Campbell Bridges was a Scottish-born gemologist who spent most of his life in Africa. He discovered tsavorite in northeastern Tanzania in 1967. Tsavorite is a grossular variety of garnet, and its green color comes from trace amounts of vanadium. In 1970, he discovered deposits of tsavorite in Kenya, with transparent crystals large enough to be made into gemstones, and began selling the stones to Tiffany & Co. for jewelry within a few years. The stone is named after Tsavo West National Park in Kenya.

Bridges continued mining tsavorite and other gems in Kenya, working with his son Bruce Bridges, until he was murdered by a gang of illegal miners in 2009. Bruce Bridges continued his father's mining company, Bridges Tsavorite.

==Discovery==

In 2017, a rough tsavorite crystal weighing 283.74 carats was found in the Merelani Hills mining district of Tanzania. It was displayed at a gem show in Hong Kong, where Bruce Bridges purchased it and decided to have it cut into a fine gemstone as a tribute to his father.

==Cutting==

Bridges hired award-winning gem cutter Victor Tuzlukov to cut the stone at his company's facility in Tucson, Arizona. Born in Russia, Tuzlukov is now based in Bangkok.

Planning for the cutting began in February, 2018, and continued for six weeks. Tuzlukov used a 3D model of the rough stone to create a synthetic yttrium aluminium garnet duplicate for the purpose of practicing the cutting. He also practiced on a 31.57 carat tsavorite, working nine to eleven hours a day for five days on the smaller stone. The actual cutting of the larger tsavorite took about a month. The entire process was thoroughly documented from beginning to end. The finished stone is a square cushion cut with 177 facets, and the final weight is 116.76 carats. "The material is amazing," according to Tuzlukov, who said "It’s not only a pleasure but an honor for me to cut this".

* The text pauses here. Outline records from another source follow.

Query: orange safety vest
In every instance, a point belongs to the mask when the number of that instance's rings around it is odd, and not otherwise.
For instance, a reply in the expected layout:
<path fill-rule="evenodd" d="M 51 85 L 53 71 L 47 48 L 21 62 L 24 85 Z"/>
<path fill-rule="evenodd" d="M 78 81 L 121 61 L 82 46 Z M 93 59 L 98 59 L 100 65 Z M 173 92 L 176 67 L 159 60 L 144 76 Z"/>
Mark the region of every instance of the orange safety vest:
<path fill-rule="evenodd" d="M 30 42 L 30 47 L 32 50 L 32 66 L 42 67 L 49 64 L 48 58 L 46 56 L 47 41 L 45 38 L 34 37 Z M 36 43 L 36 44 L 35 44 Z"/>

==Donation to the Smithsonian==

Bridges briefly exhibited the stone in 2019 at the American Gem Trade Association show in Tucson. He named it the "Lion of Merelani" after the district in Tanzania where it was found. He then donated it to the Smithsonian’s National Gem & Mineral Collection in 2022 in honor of his father. It went on display at the National Museum of Natural History in April, 2023. The donation was also credited to Somewhere in the Rainbow, a private gem collection.

==Descriptions==

According to the Gemological Institute of America, it is "the largest gemstone of any kind, cut in the United States". The Washington Post called it "hypnotic, a miniature green hall of mirrors". Smithsonian mineralogist Jeffrey Post said "This tsavorite is truly one of the most important colored gemstones to have been mined this decade". WTOP-FM called it "one of the most finely detailed colored gemstones in the world". The Lion of Merelani is more than twice the weight of the Hope Diamond, which is also on display at the National Museum of Natural History.